Besides the typical Versus Mode and Endless Battle Mode, BlazBlue: Chrono Phantasma Extend also offers a plethora of other modes that you can indulge yourself in. However, just like the rest of the game, they’re not very good, in fact, Story Mode, the most important mode of all, is absolutely abysmal. It’s only a few hours long, and from what I’ve played, most of it is covered by cutscenes which feature poorly animated anime characters on top of a single piece of artwork. In most fighting games, cutscenes interrupt fights, however, in BlazBlue: Chrono Phantasma Extend, fights, or rather a single fight, interrupts cutscenes. Cutscenes which are neither good or interesting. And to top it all off, a majority of the featured characters use voices that are neither fitting or reasonable, and ultimately makes the experience unbearable. And more often than not, you’ll find yourself repeatedly tapping X in order to skip all of this nonsense.

Once the parade of nonsense is over the game it self is quiet enjoyable. As move-sets do not feature hundreds of 20 button combination for simple three hit combos, for each and every fighter. But on the other hand the simplicity of the combat system makes the game inferior in comparison to the others, as the catalogue of pain is limited not only for a single character but for the entire roster. And this makes the combat not only tedious, but also predictable. Because once you learn one move-set you’ll know most of them if not all, as mostly they only differ in animation.

The only thing that separates BlazBlue: Chrono Phantasma Extend from other fighting games is the fact that some combinations require you to input not only a simple move, but also the right variety of said attack. Some more complex attacks will require you to step in a certain direction and carry out a light punch, which then has to be followed by a medium kick.
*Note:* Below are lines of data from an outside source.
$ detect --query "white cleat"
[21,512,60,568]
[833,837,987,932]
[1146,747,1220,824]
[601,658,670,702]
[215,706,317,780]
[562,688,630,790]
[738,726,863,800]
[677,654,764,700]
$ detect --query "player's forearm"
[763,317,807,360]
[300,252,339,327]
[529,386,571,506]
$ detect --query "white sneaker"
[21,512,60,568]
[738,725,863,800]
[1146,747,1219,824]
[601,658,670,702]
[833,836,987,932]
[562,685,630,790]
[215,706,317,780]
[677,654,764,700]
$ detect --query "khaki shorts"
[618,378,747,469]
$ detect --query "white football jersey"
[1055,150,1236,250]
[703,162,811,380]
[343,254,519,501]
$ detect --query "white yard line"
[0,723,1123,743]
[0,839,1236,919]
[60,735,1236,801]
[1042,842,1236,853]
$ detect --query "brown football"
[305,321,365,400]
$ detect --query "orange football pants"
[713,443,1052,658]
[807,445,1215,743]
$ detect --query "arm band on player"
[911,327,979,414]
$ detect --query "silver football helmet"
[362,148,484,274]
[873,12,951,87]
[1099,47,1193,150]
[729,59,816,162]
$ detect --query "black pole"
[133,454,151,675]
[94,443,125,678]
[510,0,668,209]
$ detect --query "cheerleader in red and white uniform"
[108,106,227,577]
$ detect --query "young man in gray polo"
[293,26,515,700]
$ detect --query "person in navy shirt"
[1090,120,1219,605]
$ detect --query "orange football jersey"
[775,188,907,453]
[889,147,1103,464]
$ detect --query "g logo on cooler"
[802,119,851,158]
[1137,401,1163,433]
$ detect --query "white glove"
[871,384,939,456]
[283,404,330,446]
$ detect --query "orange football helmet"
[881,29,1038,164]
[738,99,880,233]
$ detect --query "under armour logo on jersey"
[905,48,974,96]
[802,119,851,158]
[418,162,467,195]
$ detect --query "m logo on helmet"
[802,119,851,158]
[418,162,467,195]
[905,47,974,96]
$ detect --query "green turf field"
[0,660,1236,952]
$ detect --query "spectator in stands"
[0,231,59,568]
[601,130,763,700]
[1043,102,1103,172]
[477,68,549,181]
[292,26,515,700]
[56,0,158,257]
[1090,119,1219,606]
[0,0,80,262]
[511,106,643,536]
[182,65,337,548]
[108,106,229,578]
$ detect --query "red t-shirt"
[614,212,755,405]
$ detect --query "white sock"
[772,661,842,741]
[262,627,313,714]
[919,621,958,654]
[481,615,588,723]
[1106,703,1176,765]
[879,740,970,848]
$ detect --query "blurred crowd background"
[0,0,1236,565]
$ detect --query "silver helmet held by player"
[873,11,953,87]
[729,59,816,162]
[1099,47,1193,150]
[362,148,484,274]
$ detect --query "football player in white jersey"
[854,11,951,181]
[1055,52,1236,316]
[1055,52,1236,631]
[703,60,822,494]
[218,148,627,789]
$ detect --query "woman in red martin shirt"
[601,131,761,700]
And this means that in order to carry out the combination correctly, you’ll have to first step forward, then stop for a split second to carry out a light punch, which can only be executed when standing still. Then you’ll need to continue stepping forward while pressing X in order to carryout a medium strength kick, which can only be executed when in motion. And this adds a certain level of depth to the game, which is essential to the genre. But at the same time it may infuriate some players as a split second mistake may result in an absolute disaster, which may ultimately put you in the loosing position.

BlazBlue Chrono: Phantasma Extend is not the high quality game that many expect from this generation of hardware. Also its setting and narrative, which are target at the fans of the franchise, may not be for absolutely everybody. But the price point at which the game is set, suggests that both publisher and developer acknowledge this fact. And if you are prepared to ignore the archaic graphical display, and  irritating voice acting, you’ll be able to get quiet few hours of enjoyment out it.